I think Monty's problem seems to be that he is not much of a thinker. I could be wrong but thats the feeling one gets. Spinners, in one dayers even more so, can do quite a bit by out-thinking a batsman and being clever and smart. Thats why so many much less gifted players (mostly batsmen) have had so many moments as bowlers in the limited overs game. The names are too many to recount. Gayle, Richards, Sehwag, Sachin. Jayasuriya, Arjuna come immediately to mind.
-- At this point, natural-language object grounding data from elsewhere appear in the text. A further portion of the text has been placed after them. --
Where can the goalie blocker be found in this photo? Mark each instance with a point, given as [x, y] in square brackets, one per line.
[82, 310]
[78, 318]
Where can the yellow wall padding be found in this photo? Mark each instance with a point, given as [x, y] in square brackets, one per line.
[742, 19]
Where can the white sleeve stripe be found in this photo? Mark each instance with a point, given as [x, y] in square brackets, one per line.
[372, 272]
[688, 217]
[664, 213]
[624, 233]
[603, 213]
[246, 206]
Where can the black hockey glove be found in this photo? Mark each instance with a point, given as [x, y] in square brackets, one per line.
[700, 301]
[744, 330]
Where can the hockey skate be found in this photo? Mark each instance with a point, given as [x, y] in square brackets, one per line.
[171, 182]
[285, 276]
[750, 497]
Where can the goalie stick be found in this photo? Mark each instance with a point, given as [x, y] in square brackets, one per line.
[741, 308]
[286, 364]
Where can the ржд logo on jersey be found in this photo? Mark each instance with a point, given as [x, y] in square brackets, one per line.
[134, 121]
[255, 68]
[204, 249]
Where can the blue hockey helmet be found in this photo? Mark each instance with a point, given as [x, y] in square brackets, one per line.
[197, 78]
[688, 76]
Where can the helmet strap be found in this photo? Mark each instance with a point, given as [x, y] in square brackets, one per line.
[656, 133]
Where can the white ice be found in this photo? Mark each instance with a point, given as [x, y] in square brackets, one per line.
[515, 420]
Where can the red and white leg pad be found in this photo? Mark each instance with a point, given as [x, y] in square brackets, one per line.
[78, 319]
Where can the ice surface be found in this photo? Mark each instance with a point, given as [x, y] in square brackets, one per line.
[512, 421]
Amongst current bowlers, Vettori is a fine example. I think Giles was much less gifted than Monty but much smarter than him (except when his skipper decided he would use him in a totally negative mode).
 

pup11

International Coach
Yeah i also think Monty goes into bowl with a pre-set plan that this is where i would ball and when he starts getting smashed he has no second plan to dismiss a batsman or stop the runs from leaking (that could be due to lack of experience).
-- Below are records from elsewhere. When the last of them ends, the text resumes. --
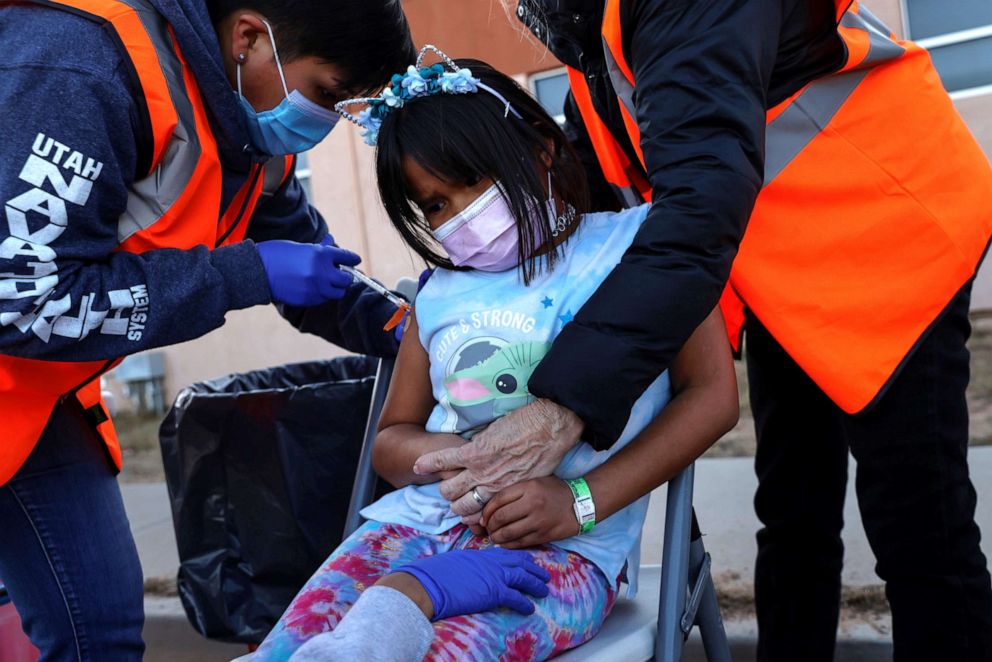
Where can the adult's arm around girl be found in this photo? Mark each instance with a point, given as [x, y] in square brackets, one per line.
[704, 407]
[702, 72]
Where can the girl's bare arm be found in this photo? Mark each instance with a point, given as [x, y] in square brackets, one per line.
[401, 437]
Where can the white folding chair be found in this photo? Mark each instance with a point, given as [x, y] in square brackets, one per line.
[672, 597]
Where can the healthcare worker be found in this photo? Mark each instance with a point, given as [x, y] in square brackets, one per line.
[866, 204]
[148, 188]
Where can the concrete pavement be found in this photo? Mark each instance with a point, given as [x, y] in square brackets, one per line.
[723, 493]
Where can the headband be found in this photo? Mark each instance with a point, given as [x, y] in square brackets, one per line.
[418, 81]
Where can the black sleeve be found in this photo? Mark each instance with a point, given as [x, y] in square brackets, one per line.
[354, 322]
[702, 71]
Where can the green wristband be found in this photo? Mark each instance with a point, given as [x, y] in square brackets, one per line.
[584, 508]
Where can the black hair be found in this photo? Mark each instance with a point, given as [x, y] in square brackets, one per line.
[460, 138]
[368, 39]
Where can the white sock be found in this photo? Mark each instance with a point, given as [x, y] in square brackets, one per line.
[383, 626]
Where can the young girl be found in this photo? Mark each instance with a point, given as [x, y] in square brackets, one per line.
[481, 182]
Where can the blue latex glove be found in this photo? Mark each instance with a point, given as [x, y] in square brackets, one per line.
[469, 581]
[305, 274]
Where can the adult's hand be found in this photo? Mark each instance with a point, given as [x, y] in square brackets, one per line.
[305, 274]
[524, 444]
[469, 581]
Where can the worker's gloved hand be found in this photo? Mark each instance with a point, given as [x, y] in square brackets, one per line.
[305, 274]
[469, 581]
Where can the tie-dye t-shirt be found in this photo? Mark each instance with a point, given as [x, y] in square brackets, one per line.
[485, 333]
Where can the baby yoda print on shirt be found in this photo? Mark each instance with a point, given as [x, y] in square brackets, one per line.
[492, 385]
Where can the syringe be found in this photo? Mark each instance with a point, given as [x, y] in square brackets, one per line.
[397, 301]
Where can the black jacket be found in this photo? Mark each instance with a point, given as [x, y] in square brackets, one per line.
[706, 73]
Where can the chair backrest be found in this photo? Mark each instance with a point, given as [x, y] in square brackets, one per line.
[364, 487]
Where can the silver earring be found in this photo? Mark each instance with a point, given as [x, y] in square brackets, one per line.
[559, 223]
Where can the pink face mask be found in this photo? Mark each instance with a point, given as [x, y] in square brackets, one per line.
[483, 235]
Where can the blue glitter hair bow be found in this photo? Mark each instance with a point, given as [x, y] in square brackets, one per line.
[418, 81]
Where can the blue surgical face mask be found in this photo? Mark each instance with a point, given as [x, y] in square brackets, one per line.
[295, 125]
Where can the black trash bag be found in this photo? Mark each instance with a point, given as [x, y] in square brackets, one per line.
[260, 468]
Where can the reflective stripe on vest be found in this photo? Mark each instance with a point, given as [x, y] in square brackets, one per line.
[177, 204]
[873, 213]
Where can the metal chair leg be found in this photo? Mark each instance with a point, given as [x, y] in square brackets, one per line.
[707, 615]
[688, 596]
[675, 568]
[364, 488]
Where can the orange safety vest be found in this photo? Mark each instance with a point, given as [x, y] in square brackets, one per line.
[874, 211]
[176, 205]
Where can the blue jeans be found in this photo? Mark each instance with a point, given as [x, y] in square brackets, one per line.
[66, 550]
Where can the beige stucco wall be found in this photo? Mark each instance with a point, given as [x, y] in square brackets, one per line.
[344, 190]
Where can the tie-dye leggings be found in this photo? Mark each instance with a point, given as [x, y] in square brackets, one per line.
[579, 600]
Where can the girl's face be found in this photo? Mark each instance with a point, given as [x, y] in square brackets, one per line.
[438, 199]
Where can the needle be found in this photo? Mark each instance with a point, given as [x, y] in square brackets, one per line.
[399, 302]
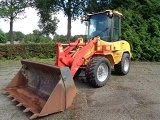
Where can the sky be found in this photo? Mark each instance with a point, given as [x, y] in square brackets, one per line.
[29, 23]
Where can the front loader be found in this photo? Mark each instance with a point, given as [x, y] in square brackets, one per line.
[45, 89]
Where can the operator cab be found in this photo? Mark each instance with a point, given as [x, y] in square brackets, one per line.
[106, 25]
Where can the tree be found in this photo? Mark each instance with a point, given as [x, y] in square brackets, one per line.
[48, 21]
[2, 37]
[11, 10]
[17, 36]
[71, 8]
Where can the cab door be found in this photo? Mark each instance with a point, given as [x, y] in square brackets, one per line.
[117, 44]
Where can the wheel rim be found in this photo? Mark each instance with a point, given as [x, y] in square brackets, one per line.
[126, 65]
[102, 72]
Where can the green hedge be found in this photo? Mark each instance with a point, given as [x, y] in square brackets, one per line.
[26, 51]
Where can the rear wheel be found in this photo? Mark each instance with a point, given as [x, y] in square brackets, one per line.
[98, 71]
[123, 67]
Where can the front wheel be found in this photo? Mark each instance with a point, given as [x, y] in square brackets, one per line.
[123, 67]
[98, 71]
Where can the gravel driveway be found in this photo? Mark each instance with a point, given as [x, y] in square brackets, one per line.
[135, 96]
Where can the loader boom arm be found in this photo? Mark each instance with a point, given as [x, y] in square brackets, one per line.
[74, 59]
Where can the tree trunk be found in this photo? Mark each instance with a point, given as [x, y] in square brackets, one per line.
[11, 31]
[69, 28]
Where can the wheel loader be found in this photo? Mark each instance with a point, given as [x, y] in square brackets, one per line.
[45, 89]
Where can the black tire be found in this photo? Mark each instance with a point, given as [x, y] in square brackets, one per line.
[123, 67]
[98, 71]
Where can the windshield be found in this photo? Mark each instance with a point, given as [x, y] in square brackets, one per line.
[99, 25]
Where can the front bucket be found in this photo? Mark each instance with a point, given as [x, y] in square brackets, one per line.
[42, 89]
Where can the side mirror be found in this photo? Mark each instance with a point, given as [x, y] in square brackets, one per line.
[84, 18]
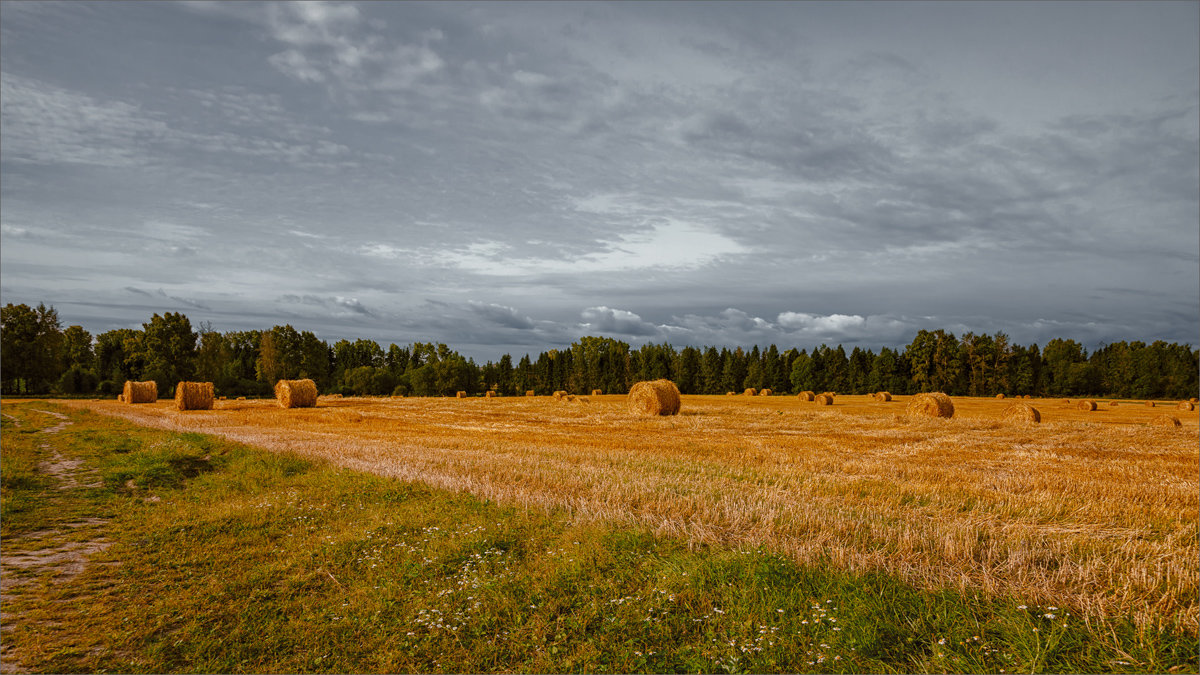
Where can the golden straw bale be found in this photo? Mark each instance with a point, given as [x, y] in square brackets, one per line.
[295, 393]
[934, 404]
[193, 395]
[141, 392]
[1023, 413]
[1165, 420]
[655, 396]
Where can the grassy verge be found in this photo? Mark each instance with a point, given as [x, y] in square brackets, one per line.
[228, 559]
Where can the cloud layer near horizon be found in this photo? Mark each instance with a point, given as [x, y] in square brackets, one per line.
[509, 177]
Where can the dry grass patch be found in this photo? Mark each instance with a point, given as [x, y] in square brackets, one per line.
[654, 398]
[1098, 514]
[935, 404]
[141, 392]
[193, 395]
[295, 393]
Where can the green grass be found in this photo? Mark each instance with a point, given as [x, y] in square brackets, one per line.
[229, 559]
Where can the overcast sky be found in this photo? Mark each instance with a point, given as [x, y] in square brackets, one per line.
[510, 177]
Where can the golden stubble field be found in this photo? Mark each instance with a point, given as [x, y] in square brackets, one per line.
[1090, 511]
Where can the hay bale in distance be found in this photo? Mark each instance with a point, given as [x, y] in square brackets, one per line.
[141, 392]
[1023, 413]
[1167, 420]
[193, 395]
[654, 398]
[934, 404]
[295, 393]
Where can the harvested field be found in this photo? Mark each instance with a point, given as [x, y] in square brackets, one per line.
[1092, 511]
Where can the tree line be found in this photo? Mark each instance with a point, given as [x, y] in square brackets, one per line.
[37, 356]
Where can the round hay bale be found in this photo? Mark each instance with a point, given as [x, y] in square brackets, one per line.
[1021, 413]
[295, 393]
[1167, 420]
[193, 395]
[934, 404]
[141, 392]
[653, 398]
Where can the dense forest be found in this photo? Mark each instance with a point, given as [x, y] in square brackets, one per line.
[37, 356]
Is there any realistic chance of Giles playing ODI cricket for England in the future.
 

Scaly piscine

Cricket Web: All-Time Legend
Panesar's ODI bowling is completely devoid of variation, it's just flat and quick ball after ball after ball. Vaughan's a part-timer and he pretty much outbowled him just because he bowled some obscenely slow deliveries that messed the batsmen up.
 

Pup Clarke

Cricketer Of The Year
Vaughan's a part-timer and he pretty much outbowled him just because he bowled some obscenely slow deliveries that messed the batsmen up.
Very slow deliveries are actually harder for the batsmen to put away. As I say especially for a spinner the slower you bowl the harder it is to time the ball, get to the pitch of the ball and make good connection. Once the ball goes above the batsmen's eyeline it becomes nigh on impossible to judge length thus meaning that there's more likelihood of a miscue or top edge.
 

Richard

Cricket Web Staff Member
Or at least that's the theory of it.

If it was true, Jeremy Snape would have an awesome economy-rate. But he doesn't.
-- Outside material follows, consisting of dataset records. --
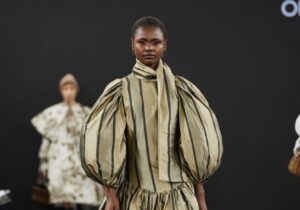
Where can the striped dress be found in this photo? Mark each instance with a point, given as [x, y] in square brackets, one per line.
[153, 136]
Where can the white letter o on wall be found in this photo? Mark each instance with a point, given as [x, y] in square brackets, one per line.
[287, 13]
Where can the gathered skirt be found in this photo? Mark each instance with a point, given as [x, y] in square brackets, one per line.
[131, 197]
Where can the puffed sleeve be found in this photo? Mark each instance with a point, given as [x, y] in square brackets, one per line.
[297, 128]
[200, 144]
[102, 143]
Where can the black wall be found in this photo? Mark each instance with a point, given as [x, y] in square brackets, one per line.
[243, 55]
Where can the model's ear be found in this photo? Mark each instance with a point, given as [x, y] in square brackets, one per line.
[132, 43]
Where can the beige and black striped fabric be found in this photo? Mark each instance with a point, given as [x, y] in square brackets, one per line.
[152, 135]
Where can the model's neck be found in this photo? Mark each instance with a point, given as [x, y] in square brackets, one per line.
[69, 103]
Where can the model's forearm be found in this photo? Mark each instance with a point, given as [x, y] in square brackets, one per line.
[200, 195]
[199, 189]
[109, 191]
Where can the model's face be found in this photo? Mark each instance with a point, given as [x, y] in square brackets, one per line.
[68, 93]
[148, 45]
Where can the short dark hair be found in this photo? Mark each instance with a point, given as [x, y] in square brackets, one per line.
[149, 21]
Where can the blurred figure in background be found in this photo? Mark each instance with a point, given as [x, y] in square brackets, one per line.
[60, 168]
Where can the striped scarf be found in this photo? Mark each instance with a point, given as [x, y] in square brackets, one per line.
[167, 113]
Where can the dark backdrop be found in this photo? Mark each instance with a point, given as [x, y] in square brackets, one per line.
[243, 55]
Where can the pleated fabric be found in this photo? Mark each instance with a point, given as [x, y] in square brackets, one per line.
[152, 135]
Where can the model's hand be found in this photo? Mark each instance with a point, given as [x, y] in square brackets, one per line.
[112, 202]
[200, 195]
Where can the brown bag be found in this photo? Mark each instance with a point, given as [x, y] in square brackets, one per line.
[294, 165]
Some batsmen can smash the sort of stuff Vaughan generally tends to bowl out of the park. But sometimes it's as if he's bowling a ping-pong ball.
 

Richard

Cricket Web Staff Member
I think Monty's problem seems to be that he is not much of a thinker. I could be wrong but thats the feeling one gets. Spinners, in one dayers even more so, can do quite a bit by out-thinking a batsman and being clever and smart. Thats why so many much less gifted players (mostly batsmen) have had so many moments as bowlers in the limited overs game. The names are too many to recount. Gayle, Richards, Sehwag, Sachin. Jayasuriya, Arjuna come immediately to mind.

Amongst current bowlers, Vettori is a fine example. I think Giles was much less gifted than Monty but much smarter than him (except when his skipper decided he would use him in a totally negative mode).
Correct me if I'm wrong, but is being smart not a gift?
 

SJS

Hall of Fame Member
Correct me if I'm wrong, but is being smart not a gift?
Intellect is. Smartness is related but not completely. There are some very clever blokes (which is really what we are talking of here) who dont have great IQ's.

Tricks can be learnt and it is these tricks of the trade that will make a bowler smarter. A bowler needs to be kind of street-smart if you see what I mean rather than just come and do his stuff by 'rote'.

Anyway for the sake of this argument it doesnt matter wether being unsmart is Monty's fault or his parents' :)
 
Last edited:

Richard

Cricket Web Staff Member
I still think that there's an element of that "streetwise" quality which helps any spinner so much that will come naturally and will often be damn hard to learn.

IMO it's a gift that someone like Vettori simply has. He's always been like it as long as I can remember.